Documentary “Upstairs Inferno” highlights Louisiana’s gay mass murder

New Orleans, LA: June 24, 2015 – Today, as anti-gay rights Louisiana Governor Bobby Jindal insensitively announces his candidacy for President is the 42nd anniversary of the largest gay mass murder in U.S. History in the very city it occurred, many people will be honoring the victims of the horrific Up Stairs Lounge fire by attending the World Premiere of the documentary, UPSTAIRS INFERNO. The film will be more than a mere movie screening. It’s poised to be a historic event. Survivors of the fire, families and friends of the victims, and witnesses will be in attendance. Many are traveling across the country to attend the premiere, some of whom haven’t seen each other in over 40 years.

A Q&A featuring writer/director Robert L. Camina and many special guests will follow both screenings. Among them is Louisiana State Fire Marshal H. “Butch” Browning, will be coming in from Baton Rouge to view the film and publicly address the Up Stairs Lounge fire case during the talkback.

The 96 minute film is written and directed by Robert L. Camina and narrated by New Orleans’ own New York Times best selling author, Christopher Rice. Two screenings will be held at the historic Prytania Theater, located in the New Orleans Garden District (5339 Prytania St, New Orleans, LA 70115). More information:

Arson and death targets the gay community

On June 24, 1973, an arsonist set fire to the Up Stairs Lounge, a gay bar located on the edge of the French Quarter in New Orleans, LA. The result was the largest gay mass murder in U.S. history. Despite the staggering historical significance, few people know about the tragedy. Thirty-two people were killed and some bodies were never identified. One-third of the New Orleans chapter of the Metropolitan Community Church were killed in the blaze, including two clergy. The primary suspect was never charged with the crime. The tragedy did not stop at the loss of lives. There were also the delayed injuries: lost jobs, fear, public ridicule and severed families. The devastation was compounded by the homophobic reactions and utter lack of concern by the general public, government and religious leaders. The fire permanently altered lives and was the root of many lifelong struggles.

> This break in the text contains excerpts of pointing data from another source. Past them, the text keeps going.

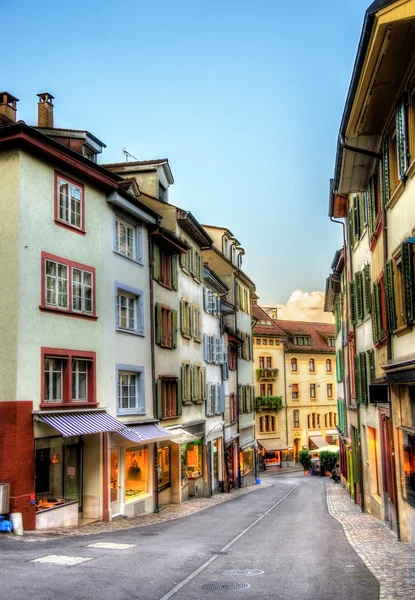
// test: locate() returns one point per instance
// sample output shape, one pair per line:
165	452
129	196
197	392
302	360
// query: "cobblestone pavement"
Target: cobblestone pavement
390	561
171	511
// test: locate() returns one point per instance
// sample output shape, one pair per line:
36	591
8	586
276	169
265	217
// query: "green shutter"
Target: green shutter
372	365
368	291
174	272
385	173
407	282
390	296
352	293
402	137
159	324
174	327
159	399
157	263
359	295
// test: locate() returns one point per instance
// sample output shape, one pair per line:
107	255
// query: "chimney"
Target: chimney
8	105
45	110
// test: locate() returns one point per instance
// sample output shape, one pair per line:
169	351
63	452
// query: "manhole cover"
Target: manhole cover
245	572
225	586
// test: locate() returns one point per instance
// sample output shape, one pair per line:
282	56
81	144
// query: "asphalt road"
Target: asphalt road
283	531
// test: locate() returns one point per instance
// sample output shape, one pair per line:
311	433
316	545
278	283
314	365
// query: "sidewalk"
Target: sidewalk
171	511
390	561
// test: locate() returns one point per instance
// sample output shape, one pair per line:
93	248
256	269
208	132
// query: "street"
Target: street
276	542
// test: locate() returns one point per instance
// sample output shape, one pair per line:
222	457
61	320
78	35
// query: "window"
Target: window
130	390
165	268
128	240
267	424
67	286
166	326
313	421
168	398
69	203
68	377
129	310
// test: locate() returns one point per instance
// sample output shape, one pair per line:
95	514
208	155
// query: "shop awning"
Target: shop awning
318	440
272	444
80	423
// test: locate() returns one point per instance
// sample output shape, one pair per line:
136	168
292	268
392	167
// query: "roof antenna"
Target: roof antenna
128	155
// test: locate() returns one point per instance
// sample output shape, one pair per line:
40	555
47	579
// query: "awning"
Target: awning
318	440
80	423
272	444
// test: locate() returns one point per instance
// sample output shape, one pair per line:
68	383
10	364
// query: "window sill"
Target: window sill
70	227
70	405
68	313
135	261
130	332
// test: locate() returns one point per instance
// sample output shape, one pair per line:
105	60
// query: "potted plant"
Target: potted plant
304	459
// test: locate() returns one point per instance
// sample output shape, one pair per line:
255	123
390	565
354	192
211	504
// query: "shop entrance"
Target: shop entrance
115	483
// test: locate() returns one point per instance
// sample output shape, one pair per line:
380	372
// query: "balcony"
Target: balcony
272	403
266	374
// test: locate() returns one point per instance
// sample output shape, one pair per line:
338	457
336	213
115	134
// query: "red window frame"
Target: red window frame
68	355
71	265
81	230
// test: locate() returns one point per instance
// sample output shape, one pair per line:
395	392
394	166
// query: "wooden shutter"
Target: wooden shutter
352	292
359	295
157	263
174	272
407	282
390	296
402	137
174	327
368	290
159	323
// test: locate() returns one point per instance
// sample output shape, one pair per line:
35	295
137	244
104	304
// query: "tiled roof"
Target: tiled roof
260	329
318	333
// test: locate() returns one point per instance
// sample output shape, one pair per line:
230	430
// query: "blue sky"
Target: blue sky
244	98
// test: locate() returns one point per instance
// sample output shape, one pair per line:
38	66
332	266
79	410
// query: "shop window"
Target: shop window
136	472
57	472
194	459
163	468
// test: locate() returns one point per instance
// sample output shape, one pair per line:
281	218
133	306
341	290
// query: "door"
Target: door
115	483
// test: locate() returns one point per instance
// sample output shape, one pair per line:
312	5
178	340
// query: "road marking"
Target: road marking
56	559
111	545
235	539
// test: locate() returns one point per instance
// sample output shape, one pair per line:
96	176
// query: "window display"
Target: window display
136	472
163	467
58	471
194	459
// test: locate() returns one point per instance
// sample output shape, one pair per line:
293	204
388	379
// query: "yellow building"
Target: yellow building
295	387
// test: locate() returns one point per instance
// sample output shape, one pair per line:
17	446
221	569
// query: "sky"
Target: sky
243	98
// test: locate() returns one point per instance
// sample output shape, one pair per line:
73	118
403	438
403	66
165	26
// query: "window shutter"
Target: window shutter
352	291
385	172
390	296
159	399
372	365
174	272
157	263
407	281
359	295
159	323
368	291
402	137
174	327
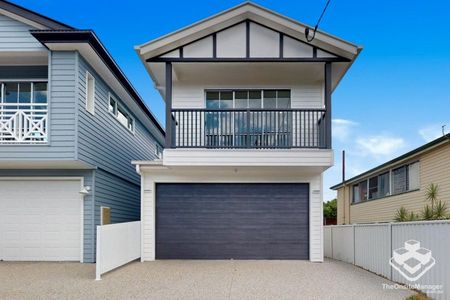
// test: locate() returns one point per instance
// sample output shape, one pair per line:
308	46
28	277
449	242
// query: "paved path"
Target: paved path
187	279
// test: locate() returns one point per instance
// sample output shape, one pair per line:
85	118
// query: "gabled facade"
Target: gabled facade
248	136
376	195
70	124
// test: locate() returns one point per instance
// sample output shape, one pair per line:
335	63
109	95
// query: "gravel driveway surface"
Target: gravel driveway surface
188	279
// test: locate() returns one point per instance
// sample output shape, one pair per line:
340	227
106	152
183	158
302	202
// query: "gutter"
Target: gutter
89	37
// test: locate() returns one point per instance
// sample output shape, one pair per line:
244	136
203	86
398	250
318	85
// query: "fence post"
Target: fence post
390	249
354	245
97	256
331	238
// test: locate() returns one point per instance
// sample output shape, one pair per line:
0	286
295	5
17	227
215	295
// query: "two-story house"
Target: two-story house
70	124
248	137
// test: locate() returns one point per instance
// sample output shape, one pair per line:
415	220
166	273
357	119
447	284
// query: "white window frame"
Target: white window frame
90	93
17	81
158	151
115	112
101	214
391	182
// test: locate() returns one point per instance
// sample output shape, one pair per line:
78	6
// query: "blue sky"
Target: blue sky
394	98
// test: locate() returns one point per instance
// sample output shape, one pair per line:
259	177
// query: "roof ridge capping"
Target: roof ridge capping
428	146
242	11
33	16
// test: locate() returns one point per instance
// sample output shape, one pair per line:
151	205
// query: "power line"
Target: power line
317	24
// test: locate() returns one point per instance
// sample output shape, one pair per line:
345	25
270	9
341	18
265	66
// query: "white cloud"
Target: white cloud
431	132
380	145
342	128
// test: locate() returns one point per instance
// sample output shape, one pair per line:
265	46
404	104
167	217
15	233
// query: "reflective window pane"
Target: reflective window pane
254	94
25	92
40	92
214	104
122	116
112	106
228	95
10	92
212	96
241	95
241	103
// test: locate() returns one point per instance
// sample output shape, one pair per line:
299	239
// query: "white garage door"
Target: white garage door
40	220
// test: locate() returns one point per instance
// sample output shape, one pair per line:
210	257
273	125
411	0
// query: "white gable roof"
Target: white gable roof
251	11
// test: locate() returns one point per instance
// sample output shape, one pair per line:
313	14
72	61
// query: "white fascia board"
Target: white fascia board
46	164
322	158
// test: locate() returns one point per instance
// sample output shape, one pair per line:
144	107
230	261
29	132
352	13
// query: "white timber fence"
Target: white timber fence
117	245
385	248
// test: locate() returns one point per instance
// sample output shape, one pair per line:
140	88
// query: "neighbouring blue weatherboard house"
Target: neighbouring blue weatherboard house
70	124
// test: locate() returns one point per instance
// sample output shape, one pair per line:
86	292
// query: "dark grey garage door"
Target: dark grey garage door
240	221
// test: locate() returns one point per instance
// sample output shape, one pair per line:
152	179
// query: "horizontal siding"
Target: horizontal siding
88	221
433	169
102	140
61	115
15	36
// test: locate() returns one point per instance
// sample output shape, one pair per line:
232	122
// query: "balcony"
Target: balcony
249	128
23	123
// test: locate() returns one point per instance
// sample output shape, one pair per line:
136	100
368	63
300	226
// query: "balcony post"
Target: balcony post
328	105
169	105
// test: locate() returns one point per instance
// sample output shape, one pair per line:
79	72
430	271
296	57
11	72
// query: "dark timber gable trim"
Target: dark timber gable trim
247	57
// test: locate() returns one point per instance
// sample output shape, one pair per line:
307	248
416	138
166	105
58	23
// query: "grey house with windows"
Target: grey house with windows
248	137
70	124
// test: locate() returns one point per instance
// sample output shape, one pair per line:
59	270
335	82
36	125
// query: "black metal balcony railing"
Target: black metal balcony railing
249	128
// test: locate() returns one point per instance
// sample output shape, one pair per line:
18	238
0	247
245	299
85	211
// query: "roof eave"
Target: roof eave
33	16
424	148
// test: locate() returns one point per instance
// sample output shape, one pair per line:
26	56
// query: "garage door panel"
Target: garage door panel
246	250
40	220
242	221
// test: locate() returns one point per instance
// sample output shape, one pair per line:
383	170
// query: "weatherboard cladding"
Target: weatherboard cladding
23	72
89	37
61	145
102	140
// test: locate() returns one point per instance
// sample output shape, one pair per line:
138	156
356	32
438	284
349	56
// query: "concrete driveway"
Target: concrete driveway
189	279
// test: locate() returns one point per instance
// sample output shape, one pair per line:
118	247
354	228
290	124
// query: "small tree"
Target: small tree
427	213
440	211
330	209
403	215
431	194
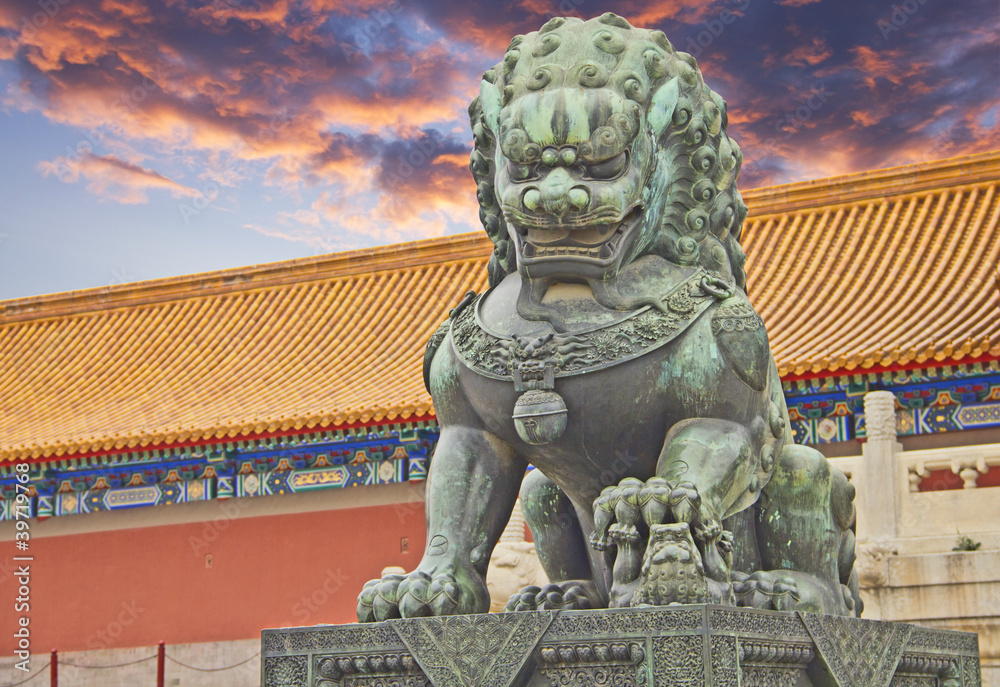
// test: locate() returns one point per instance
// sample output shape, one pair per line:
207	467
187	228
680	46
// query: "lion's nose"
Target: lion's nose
557	195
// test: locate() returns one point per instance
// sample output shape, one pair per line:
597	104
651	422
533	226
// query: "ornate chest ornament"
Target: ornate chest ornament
534	364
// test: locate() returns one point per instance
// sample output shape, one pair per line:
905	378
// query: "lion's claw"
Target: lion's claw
621	508
567	595
415	595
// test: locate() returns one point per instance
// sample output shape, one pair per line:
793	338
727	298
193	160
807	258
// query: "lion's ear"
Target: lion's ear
661	107
489	98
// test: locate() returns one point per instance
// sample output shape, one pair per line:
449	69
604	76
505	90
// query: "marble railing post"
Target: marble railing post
879	492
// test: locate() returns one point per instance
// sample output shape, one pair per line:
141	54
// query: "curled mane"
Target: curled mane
702	211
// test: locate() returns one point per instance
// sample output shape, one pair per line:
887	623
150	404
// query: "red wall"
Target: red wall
139	586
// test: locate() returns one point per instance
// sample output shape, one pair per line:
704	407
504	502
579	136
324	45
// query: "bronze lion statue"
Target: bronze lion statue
616	351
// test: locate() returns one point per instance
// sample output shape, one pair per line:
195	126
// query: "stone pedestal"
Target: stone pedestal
679	646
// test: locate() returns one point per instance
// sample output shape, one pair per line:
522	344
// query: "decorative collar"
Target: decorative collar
536	362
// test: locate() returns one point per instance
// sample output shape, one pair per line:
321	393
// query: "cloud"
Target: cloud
112	178
333	103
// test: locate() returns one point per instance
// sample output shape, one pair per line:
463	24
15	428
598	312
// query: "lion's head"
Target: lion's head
597	143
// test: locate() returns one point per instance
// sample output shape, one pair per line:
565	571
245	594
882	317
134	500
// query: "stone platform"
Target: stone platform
680	646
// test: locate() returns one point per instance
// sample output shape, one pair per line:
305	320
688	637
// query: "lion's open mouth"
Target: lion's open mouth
596	243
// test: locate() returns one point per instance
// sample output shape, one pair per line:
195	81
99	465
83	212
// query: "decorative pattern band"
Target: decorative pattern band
563	355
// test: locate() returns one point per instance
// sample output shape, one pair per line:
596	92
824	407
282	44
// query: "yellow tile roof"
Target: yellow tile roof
854	273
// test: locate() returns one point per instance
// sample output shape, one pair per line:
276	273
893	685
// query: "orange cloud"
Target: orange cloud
112	178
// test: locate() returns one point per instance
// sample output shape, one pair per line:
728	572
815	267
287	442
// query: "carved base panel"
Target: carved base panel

The documentary piecing all this together is poised to be the most comprehensive and authoritative film about the fire and its aftermath. However, UPSTAIRS INFERNO isn’t simply a stagnant exposition of facts. It also brings humanity to the headlines by shining a light on the very painful effect the tragedy had on survivors, witnesses and loved ones.

Their interviews have been gut wrenching, yet insightful. Some of the people interviewed in the film haven’t publicly discussed the fire until now, especially on camera. Many granted the production exclusive on-camera interviews. Featuring over 20 powerful interviews, it’s specifically noteworthy to mention that the film includes a rare, heartbreaking interview of a survivor who lost her lover, Reggie Adams in the blaze.

As part of her long healing process, she legally changed her name to “Regina Adams” in honor of her “one true love”. In addition, the film includes Ricky Everett and Francis Dufrene (two survivors who barely escaped the inferno), a son of one of the victims, Reverend Elder Troy Perry (Founder of the Metropolitan Community Church), Johnny Townsend (Author, “Let the Faggots Burn”), Clayton-Delery Edwards (Author, “The Up Stairs Arson”), Clancy DuBos and Ronnie LeBouef (Two former employees of the Times-Picayune newspaper) and many more.
It is expected that the documentary will be available via streaming and/or DVD in the near future.